Eşit Haklar İçin İzleme Derneği ve Kısa Dalga işbirliğinde 2020 yılının Kasım ayında yayın hayatına başlayan Yasaksız Meydan, ikinci sezonu ile Ekim 2021’de geri dönüyor. İkinci sezonun ilk bölümünde Yasaksız Meydan’da Zeynep Duygu’nun konuğu Çorlu Tren Kazası’nda hayatını kaybeden 9 yaşındaki Oğuz Arda Sel’in annesi Mısra Öz.

2018’de Tekirdağ’ın Çorlu ilçesine bağlı Sarılar köyünde gerçekleşen Çorlu Tren Kazası’nda yedisi çocuk, 25 kişi yaşamını yitirdi, 300’den fazla kişi ise yaralandı. İlk duruşma tam 14 ay sonra başladı, 8. Duruşması ise Eylül ayında görüldü. Başından itibaren soruşturma ve kovuşturma süreçlerinde birçok haksızlık, hukuksuzluk, hak ihlalleri ve cezasızlık tehditi altında ilerleyen bu süreçte bir sonraki duruşma 25 Ocak 2022’de görülecek. Mısra Öz, aileler olarak adalet talep etmekte ve hak mücadelesini sürdürmekte ısrarlı olduklarını ve vazgeçmeyeceklerini söylüyor: “Giden canım için de söyleyeceğim, başka canlar yanmasın diye de söyleyeceğim. Tek amacımız bu. Bunu bize bir şekilde susturarak önüne geçmeye çalışıyorlar, çalışacaklar da ama engel olamıyorlar. Çünkü unuttukları ve atladıkları bir şey var. O zaten benim tek evladımdı, benim bu hayatta kaybedecek hiçbir şeyim kalmadı.”

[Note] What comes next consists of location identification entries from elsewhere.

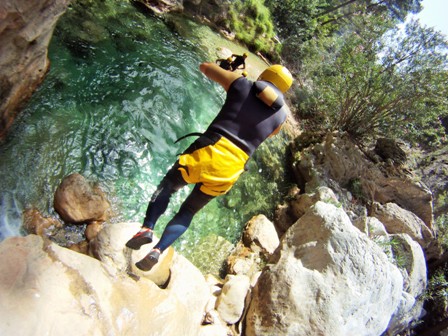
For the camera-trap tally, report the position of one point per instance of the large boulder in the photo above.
(409, 255)
(26, 28)
(326, 278)
(399, 220)
(78, 201)
(50, 290)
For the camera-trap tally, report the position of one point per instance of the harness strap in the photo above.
(188, 135)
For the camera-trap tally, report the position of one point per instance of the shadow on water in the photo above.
(122, 88)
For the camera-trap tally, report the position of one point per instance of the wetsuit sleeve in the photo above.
(217, 74)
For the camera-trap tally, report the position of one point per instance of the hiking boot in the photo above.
(144, 236)
(149, 261)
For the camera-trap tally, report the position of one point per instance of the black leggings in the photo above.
(171, 183)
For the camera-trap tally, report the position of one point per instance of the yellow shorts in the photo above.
(217, 167)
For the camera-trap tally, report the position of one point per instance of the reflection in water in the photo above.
(122, 88)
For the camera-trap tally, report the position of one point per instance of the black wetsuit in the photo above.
(246, 120)
(225, 64)
(239, 60)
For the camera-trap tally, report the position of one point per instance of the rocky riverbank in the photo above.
(326, 265)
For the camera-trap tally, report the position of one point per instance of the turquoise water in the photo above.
(123, 86)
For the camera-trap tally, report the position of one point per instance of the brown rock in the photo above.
(93, 229)
(35, 223)
(26, 28)
(76, 201)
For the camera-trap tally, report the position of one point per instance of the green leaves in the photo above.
(251, 21)
(371, 80)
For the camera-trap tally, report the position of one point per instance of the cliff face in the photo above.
(26, 28)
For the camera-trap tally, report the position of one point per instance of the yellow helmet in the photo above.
(277, 75)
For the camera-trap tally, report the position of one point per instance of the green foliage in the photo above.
(369, 82)
(251, 21)
(296, 18)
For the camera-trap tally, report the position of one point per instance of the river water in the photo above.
(123, 86)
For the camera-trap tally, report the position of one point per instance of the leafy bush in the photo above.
(374, 80)
(251, 21)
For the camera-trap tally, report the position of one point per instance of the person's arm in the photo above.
(217, 74)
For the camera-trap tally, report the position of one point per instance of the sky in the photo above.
(434, 14)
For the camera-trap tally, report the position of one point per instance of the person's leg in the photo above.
(176, 227)
(171, 183)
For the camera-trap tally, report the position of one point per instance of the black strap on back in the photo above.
(188, 135)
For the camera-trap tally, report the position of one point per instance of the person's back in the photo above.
(238, 61)
(245, 118)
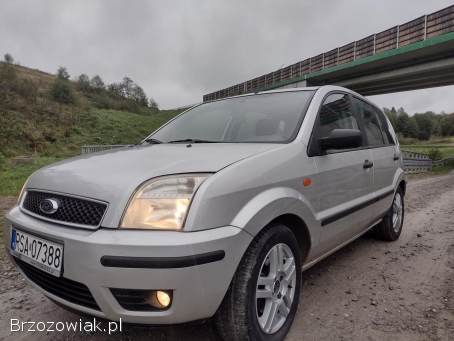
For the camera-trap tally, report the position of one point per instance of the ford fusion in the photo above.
(215, 214)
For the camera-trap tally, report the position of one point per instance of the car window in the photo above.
(371, 123)
(385, 127)
(273, 117)
(336, 113)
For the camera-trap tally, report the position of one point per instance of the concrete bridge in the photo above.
(415, 55)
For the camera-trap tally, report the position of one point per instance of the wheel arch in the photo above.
(299, 229)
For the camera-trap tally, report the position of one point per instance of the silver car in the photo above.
(215, 214)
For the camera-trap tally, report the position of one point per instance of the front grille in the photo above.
(64, 288)
(72, 210)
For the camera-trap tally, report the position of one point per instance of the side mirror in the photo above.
(341, 139)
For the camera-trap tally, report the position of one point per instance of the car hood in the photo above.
(112, 176)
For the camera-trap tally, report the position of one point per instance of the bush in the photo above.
(61, 91)
(435, 154)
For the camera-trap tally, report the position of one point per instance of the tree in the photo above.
(127, 86)
(114, 89)
(153, 105)
(447, 125)
(62, 73)
(406, 125)
(139, 96)
(61, 91)
(97, 83)
(425, 125)
(8, 58)
(83, 82)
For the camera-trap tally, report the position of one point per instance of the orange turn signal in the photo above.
(307, 182)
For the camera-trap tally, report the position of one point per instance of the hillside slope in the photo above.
(31, 122)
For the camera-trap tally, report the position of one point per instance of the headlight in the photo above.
(22, 191)
(162, 203)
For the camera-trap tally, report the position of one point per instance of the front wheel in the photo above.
(263, 297)
(391, 226)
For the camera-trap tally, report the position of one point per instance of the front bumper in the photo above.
(198, 286)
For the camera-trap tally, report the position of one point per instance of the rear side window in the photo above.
(371, 123)
(336, 113)
(385, 127)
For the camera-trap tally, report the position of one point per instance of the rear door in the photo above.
(385, 154)
(343, 182)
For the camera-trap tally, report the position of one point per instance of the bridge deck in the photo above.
(417, 54)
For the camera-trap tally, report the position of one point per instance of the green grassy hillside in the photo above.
(33, 124)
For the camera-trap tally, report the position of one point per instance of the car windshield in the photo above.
(272, 117)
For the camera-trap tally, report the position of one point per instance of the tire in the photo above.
(238, 316)
(390, 229)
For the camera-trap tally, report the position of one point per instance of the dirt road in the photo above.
(370, 290)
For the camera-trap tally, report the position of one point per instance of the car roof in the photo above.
(308, 88)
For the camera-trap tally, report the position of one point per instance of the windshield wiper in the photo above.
(193, 141)
(151, 140)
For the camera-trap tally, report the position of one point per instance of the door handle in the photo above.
(368, 164)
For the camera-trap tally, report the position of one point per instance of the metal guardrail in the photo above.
(98, 148)
(420, 29)
(416, 162)
(413, 162)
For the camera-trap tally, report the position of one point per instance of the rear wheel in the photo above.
(262, 300)
(391, 226)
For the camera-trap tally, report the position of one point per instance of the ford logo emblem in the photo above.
(49, 206)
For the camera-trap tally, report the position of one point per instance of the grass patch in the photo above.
(12, 178)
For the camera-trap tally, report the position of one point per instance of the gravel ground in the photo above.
(369, 290)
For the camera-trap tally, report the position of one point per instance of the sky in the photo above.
(180, 50)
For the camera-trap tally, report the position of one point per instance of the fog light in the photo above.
(142, 299)
(163, 298)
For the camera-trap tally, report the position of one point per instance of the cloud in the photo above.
(179, 50)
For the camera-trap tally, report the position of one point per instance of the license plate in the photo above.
(39, 252)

“Daha acılarımız tazeyken birbirimizi bulduk”

Mısra Öz, ailelerin bir araya gelmeye, örgütlenmeye, ve barışçıl toplantı ve gösteri hakkını kullanmaya nasıl karar verdiğini anlatırken aslında sürecin en başından beri yaşanan ihmal ve hukuksuzluğun öne çıktığına değiniyor:

“Çorlu Tren Katliamı yaşandıktan hemen sonra zaten biz kaybettiğimiz canlar için hastanede, olay yerinde, olay yerinden ayrılıp hastaneye giderken aslında her birimiz birbirimizi görmüş, tanıdık simalar olarak hafızaya kaydetmiş ama birbirimize su uzatmış, birbirimizi teselli etmiş insanlardık. Ama tabii ki, o günün kargaşası ve yoğunluğuyla birlikte hiçbirimiz birbirimizi hatırlamıyorduk. Üzerinden çok değil 15 – 20 gün belki bir ay geçtikten sonra teker teker birbirimizi aramaya başladık. Daha sonra bir araya gelelim, toplanıp bir konuşalım dedik. Yani aslında olay oldu, yaşandı, daha acılarımız, diri iken ve tazeyken biz birbirimizi tanımak için ve bu acıyı birbirimizle bölüşmek adına birbirimizi bulduk. O gün yaşananları anlattık birbirimize. Çünkü herkesin kendi tarafından yaşadığı gerçek başkaydı.” 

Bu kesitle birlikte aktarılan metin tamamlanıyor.